Première confirmation : la part des contractuels s’accroît année après année dans la fonction publique (+0,3 point par an en moyenne depuis 10 ans). Fin 2016, on comptait 967 000 agents sous contrat dans les trois versants (+2,8 %), alors que la proportion des fonctionnaires était en léger recul (-0,1%). C’est surtout au sein de la FPE (+4,8%) et de la FPH (+3,6%) que ce phénomène est le plus sensible, la progression étant plus limitée dans la FPT (+0,2%)

 

Bond dans l’Education nationale

 

En ce qui concerne la FPE, le recours aux contractuels semble particulièrement prisé par deux grands ministères régaliens. Celui de l’Éducation nationale a vu bondir le nombre d’agents sous contrat (+13 300 en un an), notamment en raison du recrutement de 3300 professeurs contractuels supplémentaires et l’embauche d’environ 11 000 assistants d’éducation et accompagnants d’élèves en situation de handicap de plus qu’en 2015. Le ministère de la Justice est également un important employeur de contractuels au sein de la FPE (+4 800 contrats signés entre 2015 et 2016).
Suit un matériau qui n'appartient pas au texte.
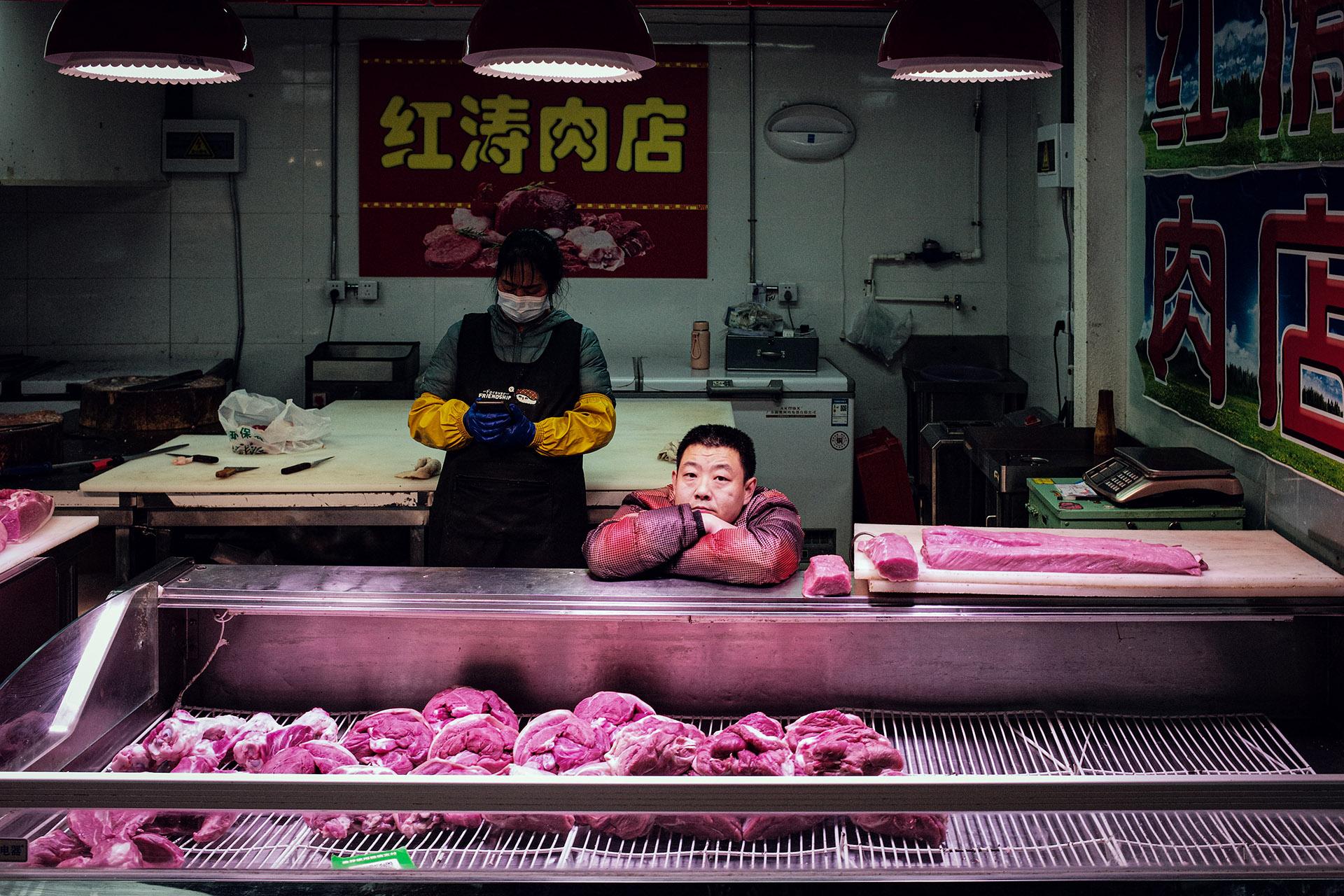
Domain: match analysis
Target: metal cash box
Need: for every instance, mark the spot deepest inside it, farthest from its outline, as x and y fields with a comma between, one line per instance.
x=1046, y=510
x=796, y=352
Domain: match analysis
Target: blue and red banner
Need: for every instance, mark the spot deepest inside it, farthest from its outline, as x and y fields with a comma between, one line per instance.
x=1241, y=83
x=1243, y=311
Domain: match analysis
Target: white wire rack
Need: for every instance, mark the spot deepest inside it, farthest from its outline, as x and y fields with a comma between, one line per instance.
x=1011, y=844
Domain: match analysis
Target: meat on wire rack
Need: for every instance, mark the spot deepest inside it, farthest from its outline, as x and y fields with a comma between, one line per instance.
x=951, y=743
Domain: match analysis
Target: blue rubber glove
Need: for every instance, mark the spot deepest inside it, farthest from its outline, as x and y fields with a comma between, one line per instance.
x=484, y=426
x=518, y=433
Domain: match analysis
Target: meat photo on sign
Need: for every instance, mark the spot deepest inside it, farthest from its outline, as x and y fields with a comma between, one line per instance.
x=588, y=241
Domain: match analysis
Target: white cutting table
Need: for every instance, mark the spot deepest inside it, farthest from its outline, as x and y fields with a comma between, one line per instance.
x=369, y=445
x=1241, y=564
x=61, y=540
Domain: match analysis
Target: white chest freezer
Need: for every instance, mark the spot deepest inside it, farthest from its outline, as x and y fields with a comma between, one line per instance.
x=802, y=425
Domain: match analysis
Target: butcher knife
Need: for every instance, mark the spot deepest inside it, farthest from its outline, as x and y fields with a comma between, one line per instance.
x=198, y=458
x=99, y=465
x=305, y=465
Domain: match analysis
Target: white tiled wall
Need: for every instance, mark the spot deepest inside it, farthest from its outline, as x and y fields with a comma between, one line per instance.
x=150, y=270
x=1038, y=248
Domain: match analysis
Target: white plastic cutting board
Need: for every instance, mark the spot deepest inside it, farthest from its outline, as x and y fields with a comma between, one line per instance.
x=1250, y=564
x=57, y=532
x=370, y=444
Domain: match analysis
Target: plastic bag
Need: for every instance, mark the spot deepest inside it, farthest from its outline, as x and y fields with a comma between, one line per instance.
x=881, y=332
x=265, y=425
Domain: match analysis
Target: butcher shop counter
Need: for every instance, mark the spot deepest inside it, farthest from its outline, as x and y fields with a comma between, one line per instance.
x=369, y=445
x=1113, y=745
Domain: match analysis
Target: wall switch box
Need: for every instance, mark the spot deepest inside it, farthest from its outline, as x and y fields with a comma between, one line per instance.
x=1056, y=156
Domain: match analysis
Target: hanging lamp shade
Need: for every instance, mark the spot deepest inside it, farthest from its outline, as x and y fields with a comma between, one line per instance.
x=167, y=42
x=969, y=41
x=589, y=41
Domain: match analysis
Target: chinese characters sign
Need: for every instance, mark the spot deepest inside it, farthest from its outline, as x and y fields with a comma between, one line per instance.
x=1240, y=83
x=451, y=163
x=1243, y=311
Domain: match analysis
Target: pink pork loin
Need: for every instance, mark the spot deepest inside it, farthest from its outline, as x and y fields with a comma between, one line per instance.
x=397, y=739
x=484, y=741
x=559, y=741
x=996, y=551
x=892, y=555
x=609, y=710
x=23, y=512
x=460, y=700
x=827, y=575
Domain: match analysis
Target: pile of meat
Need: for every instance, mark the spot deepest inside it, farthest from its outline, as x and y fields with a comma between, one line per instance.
x=22, y=514
x=990, y=550
x=587, y=241
x=464, y=731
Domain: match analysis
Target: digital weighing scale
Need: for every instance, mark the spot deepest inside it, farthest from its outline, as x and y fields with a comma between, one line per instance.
x=1151, y=476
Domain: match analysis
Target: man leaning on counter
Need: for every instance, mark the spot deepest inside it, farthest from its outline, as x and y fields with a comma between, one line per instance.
x=714, y=522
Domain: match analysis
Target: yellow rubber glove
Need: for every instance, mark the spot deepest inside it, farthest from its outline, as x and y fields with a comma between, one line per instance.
x=585, y=429
x=438, y=424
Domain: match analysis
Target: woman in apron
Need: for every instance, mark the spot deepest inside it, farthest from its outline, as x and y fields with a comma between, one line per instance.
x=517, y=397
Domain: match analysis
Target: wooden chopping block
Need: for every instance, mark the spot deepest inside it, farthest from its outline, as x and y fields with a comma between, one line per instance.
x=105, y=405
x=30, y=438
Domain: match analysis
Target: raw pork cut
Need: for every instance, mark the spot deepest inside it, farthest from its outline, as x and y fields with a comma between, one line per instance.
x=892, y=555
x=23, y=512
x=625, y=825
x=252, y=751
x=460, y=700
x=818, y=722
x=54, y=848
x=483, y=741
x=134, y=758
x=753, y=746
x=925, y=828
x=328, y=755
x=416, y=824
x=394, y=738
x=559, y=741
x=609, y=710
x=174, y=738
x=827, y=575
x=290, y=761
x=655, y=746
x=249, y=741
x=538, y=824
x=702, y=827
x=324, y=727
x=996, y=551
x=848, y=750
x=342, y=825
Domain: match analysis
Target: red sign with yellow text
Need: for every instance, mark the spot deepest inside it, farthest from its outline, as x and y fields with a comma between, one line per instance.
x=452, y=162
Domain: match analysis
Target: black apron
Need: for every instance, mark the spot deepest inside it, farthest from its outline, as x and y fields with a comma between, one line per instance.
x=511, y=507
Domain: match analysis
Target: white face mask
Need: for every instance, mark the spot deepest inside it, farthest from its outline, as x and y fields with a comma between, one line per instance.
x=522, y=309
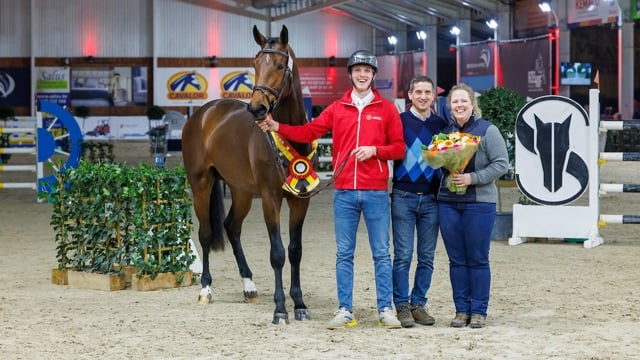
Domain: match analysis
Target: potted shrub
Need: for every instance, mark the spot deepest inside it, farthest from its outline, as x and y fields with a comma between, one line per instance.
x=501, y=106
x=6, y=113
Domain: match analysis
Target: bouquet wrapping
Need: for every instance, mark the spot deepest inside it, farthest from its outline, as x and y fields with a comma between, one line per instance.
x=451, y=151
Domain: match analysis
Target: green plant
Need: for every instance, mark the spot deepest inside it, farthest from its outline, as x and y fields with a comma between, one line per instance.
x=501, y=106
x=137, y=216
x=155, y=112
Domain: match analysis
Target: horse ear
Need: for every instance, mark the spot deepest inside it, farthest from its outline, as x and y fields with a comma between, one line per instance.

Dans la FPH, le poids des contractuels augmente de 0,6 à 18,2 % en 2016. Ils sont 7 400 de plus qu’en 2015. À l’hôpital, leur hausse (+ 5 300) fait plus que compenser la baisse du nombre de fonctionnaires. On observe également une progression des contrats dans les établissements d’hébergement pour personnes âgées (+1 400) et dans les autres établissements médico‑sociaux (+600). En revanche, la hausse du nombre des contractuels est plus mesurée (+0,2%) dans la territoriale.

 

Surreprésentation des contractuelles dans la territoriale

 

Autre statistique inédite : dans la fonction publique, 54 % des contractuels sont engagés sur la base d’un contrat à durée déterminée contre 46% qui bénéficient d’un CDI. On notera qu’une très large majorité des contractuels en CDD disposent d’un contrat de courte durée : 70 % ont un contrat d’une durée inférieure à un an et seuls 9 % ont un contrat de plus de trois ans. Par versant, c’est la FPT qui emploie le plus de CDD (65,4% des contractuels) devant la FPH (52,6%) et la FPE (45%).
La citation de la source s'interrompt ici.